There is being ancient and there is seeming ancient. There is being new and there is seeming new.               


[27]   


The city breeds mockery gods.               


[28]   


The gods are hilarious & mad.               


[29]   


The eerie way in which life and non-life co-inhabit the same phenomena; and that strange brink can always be present in a consciousness.             


[30]   


Views to which the response can’t be to emit light. The life force comes in all right, and its effect is to create discomposure.               


[31]   


The cultures rickety and thin, the island’s nature firm enough.               


[32]   


To have someone else love me, but not love myself.               


[33]   


Send a substitute to the war. Send a ghost to work: To bed.               


[34]   


A hidden god in the bourgeois world, omnipresent within the economic imperative.               


[35]   


Mythic gods are beans, beads or sacs. The numinous in bourgeois romanticism is diffused as from a burst sac.               


[36]   


Magic alters the inner voice, the voice that forms the self and the world. Alters language.               


[37]   


Clean fit of grief that gives energy.


[38]   


The monotheists are massing, to surrender the world.            


 [39]   


To encode something perennial; and enter Nature thereby.               


[40]   


Scientists are allowed to drive forward. Artists are called to explain the rudiments over and over, the people having been taught not to know them.               


[41]   


Memory in flood; its manner.               


[42]   


Deliberately loving all sorts of people.               


[43]   


Don’t use observation as evidence against faith. The two systems may be separate.  

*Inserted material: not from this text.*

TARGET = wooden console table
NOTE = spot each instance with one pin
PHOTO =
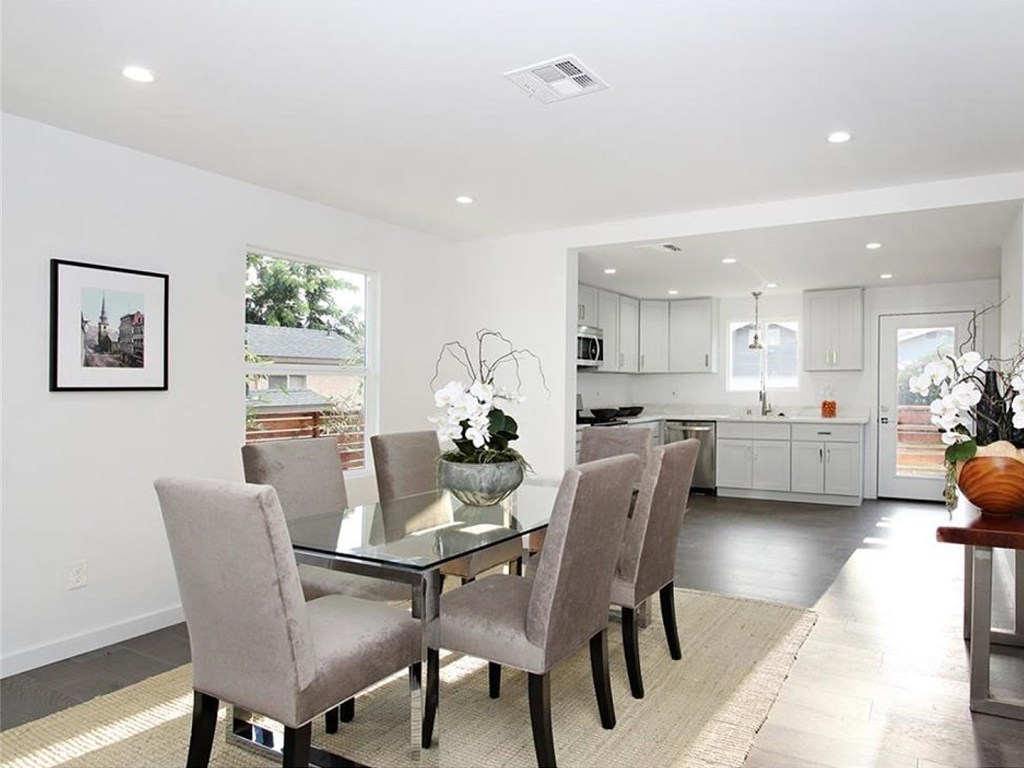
(980, 535)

When they co-exist in confluence and parallel running they mustn’t be taken to have fused.  

Exciting to sense them together and separate.  


[44]   


Powys had a cosmology of timeless flux in which identities, mythical and human (Gods and Men) were paramount – because such things (moments, objects) are what ride the flux.  

The world of the language, puritanical materialism, time, extent, monotheistic, treats identity as rubbish, even though minutely documented.      


[45]   


Birmingham is the product of Identity (2) and the breeder of ‘Anglicans’ (define) who couldn’t be generated by any other culture. (born in exile).  


[46]   


My job is to broaden my father’s bewildered looking out of his skull. Born in exile.               


[47]   


Driven. The Ship’s Orchestra is a hermetic work that couldn’t know what it had encoded in it.               


[48]   


Love mysticism, hate religion.               


[49]   


Distinguishable and possibly discrete trawls in experience, different in length, consistency &c.